Guten Morgen. Draußen liegt eine dünne Schicht Schnees auf den Dächern. Ich erwarte ihn dringend, weil er des Winters Licht ist – auch in den Nächten. Ich habe das Gejammer über ihn nie verstanden, schon gar nicht, es werde in der Stadt alles Matsch. Das stimmt nur für die Fahrbahnen, und wenn es kalt genug ist, auch dann nicht. Die hiesigen Menschen aber wollen es immer gemäßigt haben, ein anderes Wort für „bequem“. Wie man sich damit permanent selbst in den Arsch tritt, wird ihnen immer erst dann bewußt, wenn es zu spät ist. „Hätte ich doch nur“, heißt es dann, „gelebt!“ Statt mich versorgen zu lassen.
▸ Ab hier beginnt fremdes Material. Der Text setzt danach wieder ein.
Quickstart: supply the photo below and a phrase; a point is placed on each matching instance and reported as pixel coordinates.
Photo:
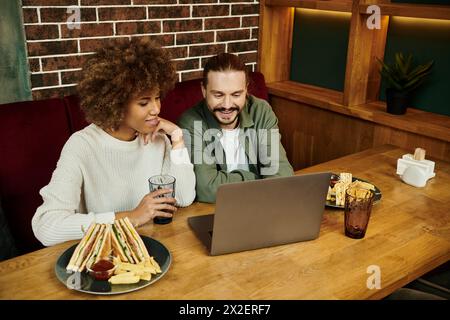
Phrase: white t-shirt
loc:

Die Kombination von Sonne und Schnee gehört zu den W u n d e r n, die unsere Erde zum Staunen unserer Augen bereithält, das nahezu sofort, wenn wir es sehen, zu Glück wird.

16.46 Uhr:
Argo bei S. 564. Wenn ich noch 59 Seiten schaffe, dann habe ich auch den dritten Teil des Romans durch, so daß ich am Freitag bereits drei Teile abgeben kann; das ist mehr, als ich nach der Bettlägrigkeit zu hoffen gewagt habe. Gut. Sehr gut.
Dazu ein pikanter Emailwechsel mit >>>> Chromò, die aus Südamerikas Tropen zurück ist, wo sie eine Art Hafer gestochen zu haben scheint, mich zu reizen. Mit gleicher Hand erwartet sie eine Wiederaufnahme, mit der sie doch abblockt, der Einlösung des im Libanon gegebenen Versprechens oder, sagen wir, Erwartens. Rechnungen, sagte, bevor sie sich hier wütend verdampfte, >>>> Frau Frankenberg, würden irgendwann beglichen; andernfalls sei ein Leben unvollkommen. Auch Romane, immer, werden weitergeschrieben; daß man sie nicht abschließt, kann nur der Tod bewirken. Wenn wir uns nicht verschließen, leben wir alle in Strudeln; wer sich verschließt, lebt aber g a r nicht. Alte Schriftstellertragik übrigens: beiseitestehen und nur zuschauen, um es aufzuschreiben. Das, an Literatur, fand ich immer schon zuwenig. Es ist so – verduckt. Andrerseits ist‘s nicht jedermenschs Sache, >>>> das Kästchen des Teufels zu öffnen.
Argo. Laß dich nicht ablenken, Herbst! Weiter. Na los!